Item old price new price
String Cheese $0.27 per $.050 per
Market Pantry Crystal Lite $1.77 pack of 3 $2.99 pack of 3
Today, while shopping, I realized something that made me so excited and so disgusted at the same time. It was as if i had figured out a secret equation that unlocked some hidden time warp or something. On at least 3 occassions, i found a case of underhanded packaging and pricing techniques that undoubtedly rob 90% of the grocery shopping public out of more of their hard earned money. It turns out that there are tons of savings throughout the store just hiding right under your nose!!!
Let me give you a couple of examples. First off, i think it is a generally accepted understanding that the more you buy of something, the better price you get. People buy "value packs" because, while there is more food (or whatever) in them than they currently need, the price is better in the long run. A value pack of 2 boxes of cereal might be $4.50, while 1 single box of cereal is $3.25. They only came for 1 box of cereal, but when they buy 2, that $3.25 cereal box goes down in price to $2.25 each. This illustrates well enough the point I am making. Now, to the example that illustrates that this is not always true.
Today I grabbed the cheapest 1lb. block of cheddar cheese I could find, Market Pantry (Kimberly and I have become partial to Target's generic brand because it actually tastes the same or better in most cases and is more reasonably priced... usually). It was $5.94, which incidentally is up in price by well over a dollar. Anyway, i moved on to other things, and swung back by the cheese case a little later only to notice the price of an 8oz. block of cheese was only $2.34. I looked again, a little taken aback. This goes completely against the theory that bigger is cheaper in the long run. In this case, 2 small blocks of cheese would be cheaper than 1 big block... by a lot!

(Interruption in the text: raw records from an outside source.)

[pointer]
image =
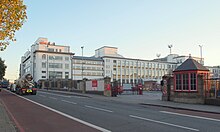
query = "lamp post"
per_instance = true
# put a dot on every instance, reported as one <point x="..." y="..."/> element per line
<point x="82" y="61"/>
<point x="158" y="68"/>
<point x="170" y="46"/>
<point x="200" y="46"/>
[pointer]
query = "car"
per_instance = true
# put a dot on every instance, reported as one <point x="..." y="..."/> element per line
<point x="13" y="87"/>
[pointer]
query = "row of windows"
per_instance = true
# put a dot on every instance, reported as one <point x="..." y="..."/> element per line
<point x="90" y="74"/>
<point x="88" y="68"/>
<point x="53" y="50"/>
<point x="88" y="62"/>
<point x="59" y="58"/>
<point x="55" y="65"/>
<point x="143" y="64"/>
<point x="56" y="75"/>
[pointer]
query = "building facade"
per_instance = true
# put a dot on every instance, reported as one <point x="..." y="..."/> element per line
<point x="47" y="60"/>
<point x="87" y="67"/>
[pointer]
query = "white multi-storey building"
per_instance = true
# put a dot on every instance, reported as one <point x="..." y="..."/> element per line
<point x="47" y="60"/>
<point x="128" y="70"/>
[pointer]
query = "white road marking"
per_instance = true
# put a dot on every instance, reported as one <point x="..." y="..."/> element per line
<point x="68" y="116"/>
<point x="53" y="98"/>
<point x="42" y="95"/>
<point x="55" y="94"/>
<point x="96" y="108"/>
<point x="68" y="102"/>
<point x="165" y="123"/>
<point x="199" y="117"/>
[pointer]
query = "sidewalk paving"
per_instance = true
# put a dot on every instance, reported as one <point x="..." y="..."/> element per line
<point x="6" y="125"/>
<point x="152" y="98"/>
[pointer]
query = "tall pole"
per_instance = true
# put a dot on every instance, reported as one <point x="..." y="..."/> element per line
<point x="53" y="71"/>
<point x="170" y="46"/>
<point x="82" y="61"/>
<point x="200" y="46"/>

1lb. block of medium cheddar cheese: $5.94
(2) 8oz. blk medium cheddar cheese: $4.68
SAVINGS: $1.26 HOLY COW!
Example number 2 is something I realized a couple months ago. Toilet paper. This is one of the most caniving examples of packaging confusion. Kimberly and I are bargain people these days. As long as our toilet paper is 2 ply and softer than sand paper, we're cool with it. So, we've been getting a lot of Target brand TP. I actually prefer it to Charmin. But, here is the sneakiness of the whole game. Take the 2 types of TP i was trying to decide between today:
- Target Ultra Premium TP, 2-ply, 12 rolls $5.45
- Angel Soft Toilet Paper, 2-ply, 12 rolls $5.75
- Target Ultra Premium TP, 12 rolls @ 300 sq. ft/roll
- Angel Soft Toilet Paper, 12 rolls @ 502 sq. ft/roll
Incidentally, here is what that works out to:
Target TP = 15 cents/ 100 sq. ft
Angel Soft TP = 9 cents / 100 sq. ft
I found a couple of other deals, and examples of tricky packaging as well. It's important to note that you are never really comparing apples to apples even when you are looking at two different brands of the same thing. Everyone, i mean EVERYONE, is trying to make their product look better. Pick of 2 different bags of kids chicken nuggets, one brand name and one generic. They'll be about the same price, but one will have a 1/4 pound less chicken in the bag. You may be surprised which one is cheaper. The same goes with cereal. It may look like your cheerios are the same price as they've always been. They may even look cheaper!!! But, if you look close you'll see that the amount of product in the box has shrunk substantially. What used to 24oz., may now only be 14oz, or 16oz.
The moral of the story is that if you take your time, figure out who has what cheaper, and make ample time to spend at all the stores you need to, you can save a lot of money. I'm not just talking about 1 or 2 dollars here. By my count, i saved over $12 at the store today, just by paying attention. That's 3 gallons of the gas you can't afford any longer either.